晩秋の夜風がふたりの間を吹き抜けるたびに、深緑とひまわりの短髪はさざ波を立てた。
「…………」
「…………」
容赦なく死は訪れ、人生を変えてゆく。夕霧はそれでも、ブレることなく生きてゆく男。
それに比べて、独健は揺れに揺れて、涙がこぼれないように星が
「お前の両親とお兄さんももうどこにもいない……」
「そうだ」
無差別にたくさんの人が命を落としている病気。それでも、対策が取れないまま、時だけが悪戯に過ぎ、人が無残に死んでゆく。
――霊的なものが原因です。
そんな理由で動く国など、宗教国家でなければ、どこにもないだろう。科学技術という文明の一面だけを磨き上げた末の、しわ寄せだった。

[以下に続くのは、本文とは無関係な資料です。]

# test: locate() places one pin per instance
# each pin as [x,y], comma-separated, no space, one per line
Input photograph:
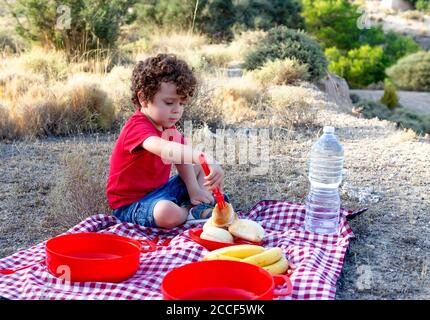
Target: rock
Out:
[361,194]
[337,91]
[395,5]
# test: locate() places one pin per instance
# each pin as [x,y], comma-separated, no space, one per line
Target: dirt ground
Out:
[416,101]
[386,170]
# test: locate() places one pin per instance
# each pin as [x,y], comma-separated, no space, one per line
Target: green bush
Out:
[372,109]
[406,118]
[281,43]
[397,46]
[361,71]
[423,5]
[334,23]
[360,67]
[94,24]
[390,98]
[9,44]
[403,117]
[266,14]
[412,72]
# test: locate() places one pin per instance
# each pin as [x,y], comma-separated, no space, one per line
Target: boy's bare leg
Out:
[168,214]
[200,175]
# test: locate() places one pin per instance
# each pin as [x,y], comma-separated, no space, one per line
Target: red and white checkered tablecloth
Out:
[316,259]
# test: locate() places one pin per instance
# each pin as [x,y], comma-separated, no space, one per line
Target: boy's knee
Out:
[168,215]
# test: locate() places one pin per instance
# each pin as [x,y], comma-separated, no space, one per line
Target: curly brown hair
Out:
[149,74]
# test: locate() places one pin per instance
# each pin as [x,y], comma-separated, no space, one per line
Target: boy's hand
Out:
[215,178]
[201,196]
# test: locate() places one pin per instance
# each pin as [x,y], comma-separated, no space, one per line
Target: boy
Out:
[138,187]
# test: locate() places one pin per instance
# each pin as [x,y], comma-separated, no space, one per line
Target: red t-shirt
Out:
[134,171]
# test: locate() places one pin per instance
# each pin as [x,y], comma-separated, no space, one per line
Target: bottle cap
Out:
[328,129]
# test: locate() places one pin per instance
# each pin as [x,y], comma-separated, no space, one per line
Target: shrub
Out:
[9,44]
[238,100]
[278,72]
[61,110]
[334,23]
[390,98]
[403,117]
[203,108]
[360,67]
[263,15]
[245,41]
[80,190]
[9,128]
[373,109]
[397,46]
[94,24]
[423,5]
[213,17]
[406,118]
[281,43]
[15,84]
[51,65]
[412,72]
[294,106]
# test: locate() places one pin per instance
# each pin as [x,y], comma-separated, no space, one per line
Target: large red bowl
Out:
[98,257]
[223,280]
[213,245]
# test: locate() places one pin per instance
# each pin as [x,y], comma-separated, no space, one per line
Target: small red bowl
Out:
[213,245]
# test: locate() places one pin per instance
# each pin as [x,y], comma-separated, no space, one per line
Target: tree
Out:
[71,25]
[266,14]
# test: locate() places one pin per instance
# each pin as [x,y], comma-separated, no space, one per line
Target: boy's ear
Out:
[142,101]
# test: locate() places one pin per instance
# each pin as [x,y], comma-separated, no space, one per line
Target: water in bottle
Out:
[325,176]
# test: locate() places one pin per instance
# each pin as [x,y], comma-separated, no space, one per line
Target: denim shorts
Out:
[142,211]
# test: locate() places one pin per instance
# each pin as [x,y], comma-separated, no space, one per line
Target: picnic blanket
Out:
[316,259]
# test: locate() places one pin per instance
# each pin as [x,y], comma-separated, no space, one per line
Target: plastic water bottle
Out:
[325,176]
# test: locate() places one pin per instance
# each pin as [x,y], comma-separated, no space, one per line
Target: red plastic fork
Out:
[11,271]
[219,198]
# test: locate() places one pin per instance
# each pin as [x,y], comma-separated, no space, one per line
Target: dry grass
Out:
[413,15]
[50,64]
[279,72]
[243,42]
[239,100]
[80,188]
[64,108]
[293,106]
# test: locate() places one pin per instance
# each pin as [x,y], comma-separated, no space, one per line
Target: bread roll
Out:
[217,234]
[223,217]
[247,229]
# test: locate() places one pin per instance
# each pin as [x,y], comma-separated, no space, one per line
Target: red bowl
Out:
[213,245]
[223,280]
[97,257]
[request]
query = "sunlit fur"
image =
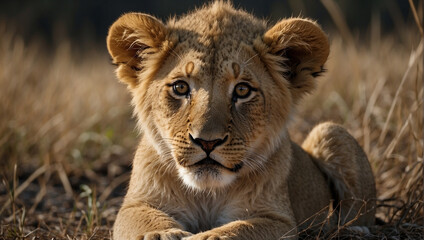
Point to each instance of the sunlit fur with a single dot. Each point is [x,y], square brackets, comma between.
[261,185]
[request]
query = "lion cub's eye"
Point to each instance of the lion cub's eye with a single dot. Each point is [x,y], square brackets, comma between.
[181,88]
[242,90]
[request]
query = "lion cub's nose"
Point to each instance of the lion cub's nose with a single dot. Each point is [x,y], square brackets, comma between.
[208,145]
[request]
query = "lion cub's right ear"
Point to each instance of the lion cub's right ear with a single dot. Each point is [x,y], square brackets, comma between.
[131,39]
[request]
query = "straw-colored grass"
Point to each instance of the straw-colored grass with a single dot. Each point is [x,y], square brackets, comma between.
[65,121]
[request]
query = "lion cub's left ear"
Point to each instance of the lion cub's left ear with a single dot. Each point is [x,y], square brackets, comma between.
[304,49]
[132,39]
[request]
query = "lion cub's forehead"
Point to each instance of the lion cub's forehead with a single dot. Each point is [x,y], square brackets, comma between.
[211,40]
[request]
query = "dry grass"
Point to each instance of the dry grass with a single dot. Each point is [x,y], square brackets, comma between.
[66,125]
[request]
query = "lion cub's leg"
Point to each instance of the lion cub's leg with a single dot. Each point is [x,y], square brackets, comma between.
[341,158]
[141,222]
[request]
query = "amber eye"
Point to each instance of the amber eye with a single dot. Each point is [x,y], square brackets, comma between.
[181,88]
[242,90]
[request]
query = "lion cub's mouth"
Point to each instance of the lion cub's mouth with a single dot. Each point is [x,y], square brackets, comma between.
[211,162]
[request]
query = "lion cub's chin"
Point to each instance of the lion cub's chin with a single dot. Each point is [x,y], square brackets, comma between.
[206,177]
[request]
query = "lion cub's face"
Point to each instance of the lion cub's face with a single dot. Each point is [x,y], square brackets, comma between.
[213,118]
[213,90]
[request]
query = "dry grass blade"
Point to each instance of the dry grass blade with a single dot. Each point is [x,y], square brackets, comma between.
[415,55]
[25,184]
[337,16]
[416,18]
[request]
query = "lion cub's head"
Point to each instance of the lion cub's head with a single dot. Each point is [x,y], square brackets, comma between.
[213,90]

園児たちが土団子をいつも作っている建物の隅を、独健は黙ったまま見つめていたが、やがて、吹っ切るように大きく息を吐き、
「それなら、これ以上、俺と同じような想いをするやつが増えないことを祈るだけだな」
薄闇で充血した目はごまかして、さわやかな笑みを夕霧に向けた。
「お前までいなくなるなよ」
「気をつける」
決して約束ができることではない。あの戦場を知っているからこそ。だが、今倒されるわけにはいかないのだ。
女の声が遠くから、ふと聞こえてきた。
「――
「あぁ、すみません。途中で抜けて、今行きます」
仕事中に邪魔をしたのだ。長居ができるはずもなく、夕霧は艶やかさを持って、ブランコからすっと立ち上がった。
「帰る」
たった一言告げて、砂埃も音も立てずに、黒のビジネスシューズは歩き出す。左右前後に揺れることなく去ってゆく、夕霧の背中に、独健の鼻声が響き続ける。

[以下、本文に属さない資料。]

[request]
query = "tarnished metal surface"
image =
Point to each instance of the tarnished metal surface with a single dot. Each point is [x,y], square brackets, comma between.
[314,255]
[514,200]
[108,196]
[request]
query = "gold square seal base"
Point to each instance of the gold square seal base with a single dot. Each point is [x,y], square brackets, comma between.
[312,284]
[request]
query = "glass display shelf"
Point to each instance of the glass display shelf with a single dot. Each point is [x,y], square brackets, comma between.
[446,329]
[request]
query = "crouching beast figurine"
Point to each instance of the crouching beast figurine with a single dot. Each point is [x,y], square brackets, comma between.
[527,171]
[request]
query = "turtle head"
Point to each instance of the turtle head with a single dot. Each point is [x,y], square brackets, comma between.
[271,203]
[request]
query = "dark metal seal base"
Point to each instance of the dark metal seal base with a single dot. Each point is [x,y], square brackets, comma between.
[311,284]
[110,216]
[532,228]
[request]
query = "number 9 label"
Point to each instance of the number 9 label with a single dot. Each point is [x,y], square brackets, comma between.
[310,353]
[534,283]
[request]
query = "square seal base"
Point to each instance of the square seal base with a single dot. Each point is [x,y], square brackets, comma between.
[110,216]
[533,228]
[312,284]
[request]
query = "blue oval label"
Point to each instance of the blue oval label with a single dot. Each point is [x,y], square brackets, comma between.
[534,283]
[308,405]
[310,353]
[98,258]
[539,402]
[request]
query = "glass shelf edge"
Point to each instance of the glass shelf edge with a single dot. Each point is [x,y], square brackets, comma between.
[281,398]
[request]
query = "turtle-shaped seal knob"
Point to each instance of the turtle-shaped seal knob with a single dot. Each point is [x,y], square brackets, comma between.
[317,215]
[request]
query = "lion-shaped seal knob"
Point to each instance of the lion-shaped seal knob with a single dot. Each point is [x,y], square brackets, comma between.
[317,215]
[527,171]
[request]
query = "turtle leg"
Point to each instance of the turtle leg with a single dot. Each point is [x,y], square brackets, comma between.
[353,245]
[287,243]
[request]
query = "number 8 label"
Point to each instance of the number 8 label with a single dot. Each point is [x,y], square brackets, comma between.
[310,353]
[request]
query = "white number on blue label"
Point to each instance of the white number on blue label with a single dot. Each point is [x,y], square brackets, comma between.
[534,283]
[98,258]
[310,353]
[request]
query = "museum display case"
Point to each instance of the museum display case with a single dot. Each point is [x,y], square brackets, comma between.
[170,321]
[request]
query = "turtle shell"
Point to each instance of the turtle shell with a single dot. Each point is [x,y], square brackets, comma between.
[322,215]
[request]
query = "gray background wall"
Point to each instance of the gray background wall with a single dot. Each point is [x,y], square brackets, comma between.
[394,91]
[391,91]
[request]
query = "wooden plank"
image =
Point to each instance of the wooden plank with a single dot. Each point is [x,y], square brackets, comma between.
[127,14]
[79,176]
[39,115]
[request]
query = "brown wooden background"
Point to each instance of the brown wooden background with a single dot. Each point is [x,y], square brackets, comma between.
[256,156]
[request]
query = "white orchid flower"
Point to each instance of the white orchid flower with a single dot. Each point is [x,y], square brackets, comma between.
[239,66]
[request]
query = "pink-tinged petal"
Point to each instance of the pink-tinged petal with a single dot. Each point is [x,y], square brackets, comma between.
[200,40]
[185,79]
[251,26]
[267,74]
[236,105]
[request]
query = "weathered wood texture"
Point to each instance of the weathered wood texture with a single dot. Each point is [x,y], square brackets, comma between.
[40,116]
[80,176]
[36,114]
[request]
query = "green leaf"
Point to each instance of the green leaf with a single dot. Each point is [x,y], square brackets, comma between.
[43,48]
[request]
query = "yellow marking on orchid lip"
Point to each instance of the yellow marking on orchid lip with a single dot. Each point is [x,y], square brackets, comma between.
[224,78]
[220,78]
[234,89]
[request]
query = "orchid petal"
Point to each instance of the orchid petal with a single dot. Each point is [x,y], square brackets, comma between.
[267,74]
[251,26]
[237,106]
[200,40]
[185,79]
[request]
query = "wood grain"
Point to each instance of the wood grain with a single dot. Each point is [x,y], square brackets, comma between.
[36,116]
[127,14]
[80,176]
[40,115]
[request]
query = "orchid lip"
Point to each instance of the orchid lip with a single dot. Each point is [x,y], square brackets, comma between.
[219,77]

「仕事を頑張り過ぎるなよ。あ、あと、今度一緒に飲みに行こうな。あ、それから、今度俺の彼女を紹介するからな。あ、あと――」
「お前は俺と逆で、話しすぎだ」
ふと振り返った夕霧は、フィギアスケートのスピーンでもするような縦に一本の線が入ったブレのなさだった。
暗くならないように。心も体も固くならないように。その配慮で、独健はわざと長く言っていた。ひまわり色の髪をかき上げて、さやわかに微笑む。
「そうか? じゃあな」
「じゃあ」
門柱を右へと曲がり、夕霧が遠ざかってゆくのを視界に端に残したまま、教室へと振り返ろうとした時、独健は直感してしまった。
――虫の知らせ。
何かの境界線が、自分と夕霧の間に決定的に引かれ、下から火で炙られるような焦燥感が胸を襲う。
「嫌な予感がするのは気のせいか?」
門まで急ぎ足で向かったが、夕霧の姿はもうどこにもなかった。